Interview Jeanne Fürst und Danica Gröhlich, 7. Oktober 2021
Die Stimme verrät viel über einen Menschen. Was man bei Heiserkeit tun kann, sagt Claudio Storck, Leiter Phoniatrie am Universitätsspital Basel.
Herr Storck, wie können wir Töne erzeugen?
Um einen Ton zu erzeugen, müssen wir die Luft aus den Lungen in Richtung Hals transportieren. Im Kehlkopf befinden sich zwei Stimmlippen, auch Stimmbänder genannt. Strömt die Luft durch den Spalt dazwischen, werden die Stimmlippen in Schwingung versetzt und erzeugen einen Ton. Je schneller die Stimmlippen schwingen, desto höher ist der hervorgebrachte Laut.
Verändert sich die Stimme im Laufe des Lebens?
Ja.

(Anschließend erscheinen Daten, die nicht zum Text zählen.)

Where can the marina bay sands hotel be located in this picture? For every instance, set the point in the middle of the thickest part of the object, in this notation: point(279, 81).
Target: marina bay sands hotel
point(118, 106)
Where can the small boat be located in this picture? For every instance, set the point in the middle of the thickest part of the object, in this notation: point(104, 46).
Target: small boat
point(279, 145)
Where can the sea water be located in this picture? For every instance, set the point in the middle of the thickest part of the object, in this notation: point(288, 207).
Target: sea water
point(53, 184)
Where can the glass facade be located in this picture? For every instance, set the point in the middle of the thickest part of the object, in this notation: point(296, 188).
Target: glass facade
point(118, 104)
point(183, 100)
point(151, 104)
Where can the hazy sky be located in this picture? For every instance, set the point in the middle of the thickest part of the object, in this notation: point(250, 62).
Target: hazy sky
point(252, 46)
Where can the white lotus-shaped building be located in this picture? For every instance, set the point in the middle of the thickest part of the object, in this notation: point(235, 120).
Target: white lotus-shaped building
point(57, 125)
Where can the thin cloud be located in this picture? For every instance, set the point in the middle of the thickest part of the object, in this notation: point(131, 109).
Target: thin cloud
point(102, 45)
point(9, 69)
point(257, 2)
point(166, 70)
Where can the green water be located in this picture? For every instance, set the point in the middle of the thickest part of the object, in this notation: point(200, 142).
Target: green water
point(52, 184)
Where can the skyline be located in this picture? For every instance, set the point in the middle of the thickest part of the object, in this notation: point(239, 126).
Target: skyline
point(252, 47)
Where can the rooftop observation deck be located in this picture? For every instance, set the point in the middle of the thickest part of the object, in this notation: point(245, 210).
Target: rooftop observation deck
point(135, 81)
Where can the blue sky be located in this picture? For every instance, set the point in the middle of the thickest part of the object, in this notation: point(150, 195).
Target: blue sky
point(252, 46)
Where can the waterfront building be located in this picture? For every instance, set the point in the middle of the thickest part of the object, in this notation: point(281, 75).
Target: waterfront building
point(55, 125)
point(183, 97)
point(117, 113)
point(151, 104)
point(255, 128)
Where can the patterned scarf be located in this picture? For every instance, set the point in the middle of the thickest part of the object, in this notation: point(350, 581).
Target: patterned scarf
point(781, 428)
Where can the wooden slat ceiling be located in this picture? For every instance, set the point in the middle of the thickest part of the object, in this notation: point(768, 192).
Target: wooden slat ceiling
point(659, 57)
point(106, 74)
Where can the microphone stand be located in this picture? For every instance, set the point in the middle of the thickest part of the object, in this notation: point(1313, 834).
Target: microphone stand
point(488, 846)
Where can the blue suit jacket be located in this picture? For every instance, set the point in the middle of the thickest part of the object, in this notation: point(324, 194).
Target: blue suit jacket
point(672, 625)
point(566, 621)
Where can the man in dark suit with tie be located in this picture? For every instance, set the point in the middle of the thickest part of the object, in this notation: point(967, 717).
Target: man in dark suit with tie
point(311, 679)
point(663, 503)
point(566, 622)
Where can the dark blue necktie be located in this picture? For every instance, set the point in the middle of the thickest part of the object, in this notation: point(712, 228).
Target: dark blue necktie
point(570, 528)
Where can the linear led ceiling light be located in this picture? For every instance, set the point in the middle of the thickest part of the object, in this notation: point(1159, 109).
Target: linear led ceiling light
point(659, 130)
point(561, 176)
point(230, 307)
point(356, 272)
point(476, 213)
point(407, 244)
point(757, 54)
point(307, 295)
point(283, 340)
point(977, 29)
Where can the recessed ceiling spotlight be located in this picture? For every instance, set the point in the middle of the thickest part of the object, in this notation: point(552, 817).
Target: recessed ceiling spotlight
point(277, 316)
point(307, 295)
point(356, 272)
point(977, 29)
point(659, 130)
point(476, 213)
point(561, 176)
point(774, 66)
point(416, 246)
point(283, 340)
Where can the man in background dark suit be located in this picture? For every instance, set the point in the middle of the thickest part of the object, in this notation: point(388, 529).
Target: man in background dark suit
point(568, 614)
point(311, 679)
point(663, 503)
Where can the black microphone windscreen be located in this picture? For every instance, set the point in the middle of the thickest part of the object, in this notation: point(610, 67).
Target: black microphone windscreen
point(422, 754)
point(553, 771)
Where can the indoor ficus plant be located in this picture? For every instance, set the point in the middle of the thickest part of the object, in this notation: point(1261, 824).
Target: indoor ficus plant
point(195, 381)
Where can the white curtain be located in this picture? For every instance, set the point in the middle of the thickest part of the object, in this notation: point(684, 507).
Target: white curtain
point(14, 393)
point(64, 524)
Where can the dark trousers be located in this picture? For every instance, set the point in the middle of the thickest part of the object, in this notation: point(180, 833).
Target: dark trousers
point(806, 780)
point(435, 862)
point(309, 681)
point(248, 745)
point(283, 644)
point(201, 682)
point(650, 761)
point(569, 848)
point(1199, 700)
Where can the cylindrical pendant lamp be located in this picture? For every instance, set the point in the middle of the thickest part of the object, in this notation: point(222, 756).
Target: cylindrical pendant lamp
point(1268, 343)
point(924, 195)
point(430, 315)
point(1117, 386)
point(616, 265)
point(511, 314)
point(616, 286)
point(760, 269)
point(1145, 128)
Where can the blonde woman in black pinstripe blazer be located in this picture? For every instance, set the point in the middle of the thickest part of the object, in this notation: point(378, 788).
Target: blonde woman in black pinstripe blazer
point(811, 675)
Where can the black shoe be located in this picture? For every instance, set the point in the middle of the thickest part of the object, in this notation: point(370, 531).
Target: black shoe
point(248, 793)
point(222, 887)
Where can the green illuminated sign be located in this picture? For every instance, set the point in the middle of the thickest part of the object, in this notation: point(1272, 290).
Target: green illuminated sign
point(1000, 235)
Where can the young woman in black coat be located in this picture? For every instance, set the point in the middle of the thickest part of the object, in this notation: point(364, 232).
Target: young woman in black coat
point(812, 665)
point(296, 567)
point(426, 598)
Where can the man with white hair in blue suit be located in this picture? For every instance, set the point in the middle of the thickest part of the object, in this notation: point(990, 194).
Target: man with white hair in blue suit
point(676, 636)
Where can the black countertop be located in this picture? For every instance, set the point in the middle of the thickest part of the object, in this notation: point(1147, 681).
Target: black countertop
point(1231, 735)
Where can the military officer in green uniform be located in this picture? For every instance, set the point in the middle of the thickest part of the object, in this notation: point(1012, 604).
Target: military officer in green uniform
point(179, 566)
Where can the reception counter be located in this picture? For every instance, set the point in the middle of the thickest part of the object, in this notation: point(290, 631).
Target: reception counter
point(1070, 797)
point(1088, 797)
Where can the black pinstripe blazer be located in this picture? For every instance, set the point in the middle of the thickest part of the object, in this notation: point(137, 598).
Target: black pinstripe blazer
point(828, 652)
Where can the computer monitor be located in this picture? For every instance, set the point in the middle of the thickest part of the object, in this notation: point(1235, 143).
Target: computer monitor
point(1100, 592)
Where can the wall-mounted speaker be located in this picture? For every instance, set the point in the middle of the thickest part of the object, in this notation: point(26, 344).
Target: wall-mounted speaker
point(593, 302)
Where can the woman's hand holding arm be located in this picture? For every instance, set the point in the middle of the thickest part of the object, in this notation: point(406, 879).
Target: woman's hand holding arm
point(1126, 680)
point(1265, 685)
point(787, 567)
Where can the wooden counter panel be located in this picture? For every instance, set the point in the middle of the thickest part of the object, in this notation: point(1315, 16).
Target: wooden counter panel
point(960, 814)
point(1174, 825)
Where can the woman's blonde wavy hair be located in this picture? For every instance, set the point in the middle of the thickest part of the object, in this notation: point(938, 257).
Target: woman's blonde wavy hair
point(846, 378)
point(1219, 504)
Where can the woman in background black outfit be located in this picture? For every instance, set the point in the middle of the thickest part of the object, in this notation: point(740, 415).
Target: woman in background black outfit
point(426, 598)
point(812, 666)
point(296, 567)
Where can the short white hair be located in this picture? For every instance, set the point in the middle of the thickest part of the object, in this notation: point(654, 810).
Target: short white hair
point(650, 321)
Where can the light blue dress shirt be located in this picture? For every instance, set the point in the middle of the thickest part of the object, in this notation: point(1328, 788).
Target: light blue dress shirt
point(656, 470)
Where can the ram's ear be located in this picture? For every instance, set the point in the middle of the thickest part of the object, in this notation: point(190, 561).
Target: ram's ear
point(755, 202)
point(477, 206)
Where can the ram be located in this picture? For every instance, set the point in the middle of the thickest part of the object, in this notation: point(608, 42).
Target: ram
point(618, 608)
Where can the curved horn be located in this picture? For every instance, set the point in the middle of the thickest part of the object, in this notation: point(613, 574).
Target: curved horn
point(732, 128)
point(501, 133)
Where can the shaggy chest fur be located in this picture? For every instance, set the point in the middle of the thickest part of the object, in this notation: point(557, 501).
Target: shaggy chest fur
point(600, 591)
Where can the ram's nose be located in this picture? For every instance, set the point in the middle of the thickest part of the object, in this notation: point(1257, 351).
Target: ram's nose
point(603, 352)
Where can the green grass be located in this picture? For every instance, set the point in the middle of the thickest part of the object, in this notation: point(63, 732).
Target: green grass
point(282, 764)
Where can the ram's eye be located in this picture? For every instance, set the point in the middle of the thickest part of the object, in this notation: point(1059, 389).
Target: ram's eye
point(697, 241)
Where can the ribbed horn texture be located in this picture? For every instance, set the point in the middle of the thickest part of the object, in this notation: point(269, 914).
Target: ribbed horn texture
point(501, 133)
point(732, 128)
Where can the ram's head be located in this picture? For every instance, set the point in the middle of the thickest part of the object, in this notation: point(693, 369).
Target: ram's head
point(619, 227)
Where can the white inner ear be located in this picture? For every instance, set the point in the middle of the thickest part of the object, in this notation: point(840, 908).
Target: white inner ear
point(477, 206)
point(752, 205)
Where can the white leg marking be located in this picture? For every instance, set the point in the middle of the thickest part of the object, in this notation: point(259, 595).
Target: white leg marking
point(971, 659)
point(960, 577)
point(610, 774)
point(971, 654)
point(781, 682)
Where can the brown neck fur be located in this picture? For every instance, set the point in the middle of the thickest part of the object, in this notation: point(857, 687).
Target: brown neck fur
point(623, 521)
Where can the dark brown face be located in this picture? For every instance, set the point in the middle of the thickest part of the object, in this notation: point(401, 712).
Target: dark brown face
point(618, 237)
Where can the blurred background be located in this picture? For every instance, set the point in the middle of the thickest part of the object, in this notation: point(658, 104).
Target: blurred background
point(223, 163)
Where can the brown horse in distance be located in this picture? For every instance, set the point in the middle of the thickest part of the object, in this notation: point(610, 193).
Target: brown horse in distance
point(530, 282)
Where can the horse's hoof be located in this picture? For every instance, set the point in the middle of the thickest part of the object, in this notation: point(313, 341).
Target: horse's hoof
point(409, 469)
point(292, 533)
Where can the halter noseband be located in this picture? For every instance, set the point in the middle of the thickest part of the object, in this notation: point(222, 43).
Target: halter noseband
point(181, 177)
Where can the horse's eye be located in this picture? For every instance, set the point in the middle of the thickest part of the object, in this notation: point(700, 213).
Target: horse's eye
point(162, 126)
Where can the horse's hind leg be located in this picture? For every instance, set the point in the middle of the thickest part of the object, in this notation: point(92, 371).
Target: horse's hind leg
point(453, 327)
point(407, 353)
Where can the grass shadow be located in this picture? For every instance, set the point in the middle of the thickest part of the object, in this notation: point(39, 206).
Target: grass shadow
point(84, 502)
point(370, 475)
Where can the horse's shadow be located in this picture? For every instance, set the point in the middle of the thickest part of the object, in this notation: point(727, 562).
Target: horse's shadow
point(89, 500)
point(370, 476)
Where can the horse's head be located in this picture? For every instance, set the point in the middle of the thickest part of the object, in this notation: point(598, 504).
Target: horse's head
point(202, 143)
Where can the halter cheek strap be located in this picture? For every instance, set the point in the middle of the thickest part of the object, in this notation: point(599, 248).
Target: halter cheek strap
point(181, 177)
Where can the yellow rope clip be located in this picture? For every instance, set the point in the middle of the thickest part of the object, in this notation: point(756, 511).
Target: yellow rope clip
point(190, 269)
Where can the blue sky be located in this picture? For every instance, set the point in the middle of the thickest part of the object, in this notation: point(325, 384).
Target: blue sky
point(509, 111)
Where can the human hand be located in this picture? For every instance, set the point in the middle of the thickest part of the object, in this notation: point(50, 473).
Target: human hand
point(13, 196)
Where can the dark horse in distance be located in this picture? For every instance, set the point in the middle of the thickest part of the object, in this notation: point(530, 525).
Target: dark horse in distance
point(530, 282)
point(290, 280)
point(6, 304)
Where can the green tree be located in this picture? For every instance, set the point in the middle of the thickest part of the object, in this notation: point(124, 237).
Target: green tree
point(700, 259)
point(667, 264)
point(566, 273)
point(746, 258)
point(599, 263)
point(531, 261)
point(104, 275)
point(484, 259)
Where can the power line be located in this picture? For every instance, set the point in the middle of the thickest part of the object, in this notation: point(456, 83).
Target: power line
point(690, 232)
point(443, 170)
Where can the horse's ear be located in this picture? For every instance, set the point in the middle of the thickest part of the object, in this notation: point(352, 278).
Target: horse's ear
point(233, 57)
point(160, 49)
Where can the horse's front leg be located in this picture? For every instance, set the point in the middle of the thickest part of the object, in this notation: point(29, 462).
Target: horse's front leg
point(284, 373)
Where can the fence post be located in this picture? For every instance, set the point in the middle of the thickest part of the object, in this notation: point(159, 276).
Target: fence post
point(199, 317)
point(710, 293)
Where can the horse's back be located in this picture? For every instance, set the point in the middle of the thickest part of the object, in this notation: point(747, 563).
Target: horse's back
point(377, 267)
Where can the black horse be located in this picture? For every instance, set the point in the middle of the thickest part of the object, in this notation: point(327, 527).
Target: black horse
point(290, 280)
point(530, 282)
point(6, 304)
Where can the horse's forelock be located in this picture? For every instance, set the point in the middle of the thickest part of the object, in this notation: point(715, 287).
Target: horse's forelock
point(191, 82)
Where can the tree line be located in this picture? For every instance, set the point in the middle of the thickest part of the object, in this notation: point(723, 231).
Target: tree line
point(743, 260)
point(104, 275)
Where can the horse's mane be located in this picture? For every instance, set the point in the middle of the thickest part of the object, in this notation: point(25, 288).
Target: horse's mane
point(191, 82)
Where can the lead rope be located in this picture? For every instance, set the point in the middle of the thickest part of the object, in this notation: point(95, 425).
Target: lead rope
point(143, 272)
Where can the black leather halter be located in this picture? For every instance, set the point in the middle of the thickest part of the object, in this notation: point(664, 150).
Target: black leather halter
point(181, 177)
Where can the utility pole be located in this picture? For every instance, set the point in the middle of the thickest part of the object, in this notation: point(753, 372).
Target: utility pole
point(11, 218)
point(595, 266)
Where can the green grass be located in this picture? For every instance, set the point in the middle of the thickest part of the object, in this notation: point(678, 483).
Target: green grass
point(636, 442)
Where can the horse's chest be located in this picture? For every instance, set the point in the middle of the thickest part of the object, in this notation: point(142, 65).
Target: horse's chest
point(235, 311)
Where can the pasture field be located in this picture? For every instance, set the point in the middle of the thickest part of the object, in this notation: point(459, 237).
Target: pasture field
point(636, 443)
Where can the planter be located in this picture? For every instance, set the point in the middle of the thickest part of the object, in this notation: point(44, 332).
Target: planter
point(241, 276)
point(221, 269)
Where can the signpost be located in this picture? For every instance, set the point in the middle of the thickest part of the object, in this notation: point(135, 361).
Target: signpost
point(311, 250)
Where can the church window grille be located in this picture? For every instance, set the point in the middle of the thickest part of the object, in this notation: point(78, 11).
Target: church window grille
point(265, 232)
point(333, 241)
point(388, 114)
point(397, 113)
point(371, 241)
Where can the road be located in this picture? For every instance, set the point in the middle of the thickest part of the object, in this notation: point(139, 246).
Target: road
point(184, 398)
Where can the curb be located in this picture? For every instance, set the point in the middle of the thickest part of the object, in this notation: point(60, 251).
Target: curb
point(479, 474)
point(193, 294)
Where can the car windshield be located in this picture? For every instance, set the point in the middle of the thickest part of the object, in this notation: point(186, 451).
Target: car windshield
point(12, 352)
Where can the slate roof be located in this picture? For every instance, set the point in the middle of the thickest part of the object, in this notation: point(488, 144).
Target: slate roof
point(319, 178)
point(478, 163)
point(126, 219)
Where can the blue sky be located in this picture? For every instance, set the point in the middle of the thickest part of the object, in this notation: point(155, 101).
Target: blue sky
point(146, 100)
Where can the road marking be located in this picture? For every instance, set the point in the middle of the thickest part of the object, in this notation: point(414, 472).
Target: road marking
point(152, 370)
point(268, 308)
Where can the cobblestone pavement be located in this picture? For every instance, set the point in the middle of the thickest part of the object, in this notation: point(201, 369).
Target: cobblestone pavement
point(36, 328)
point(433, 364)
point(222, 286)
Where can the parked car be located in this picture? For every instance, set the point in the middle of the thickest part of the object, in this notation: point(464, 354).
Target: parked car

Neugeborene schreien bei etwa 440 Hertz. Später sinkt die Frequenz. In der Pubertät lässt das Hormon Testosteron die Stimmlippen wachsen, der Kehlkopf wird grösser und sinkt weiter ab, es kommt zum Stimmbruch. Auch Mädchen machen einen Stimmbruch durch, allerdings nicht um eine ganze Oktave. Im Alter nimmt die Muskelmasse der Stimmbänder ab, was oft zu einer Heiserkeit führt. Kompensatorisch wird mit Spannung versucht, die Stimme zu verbessern, wodurch Männer oft eine höhere Stimme bekommen. Bei Frauen wird die Stimme nach der Menopause eher tiefer.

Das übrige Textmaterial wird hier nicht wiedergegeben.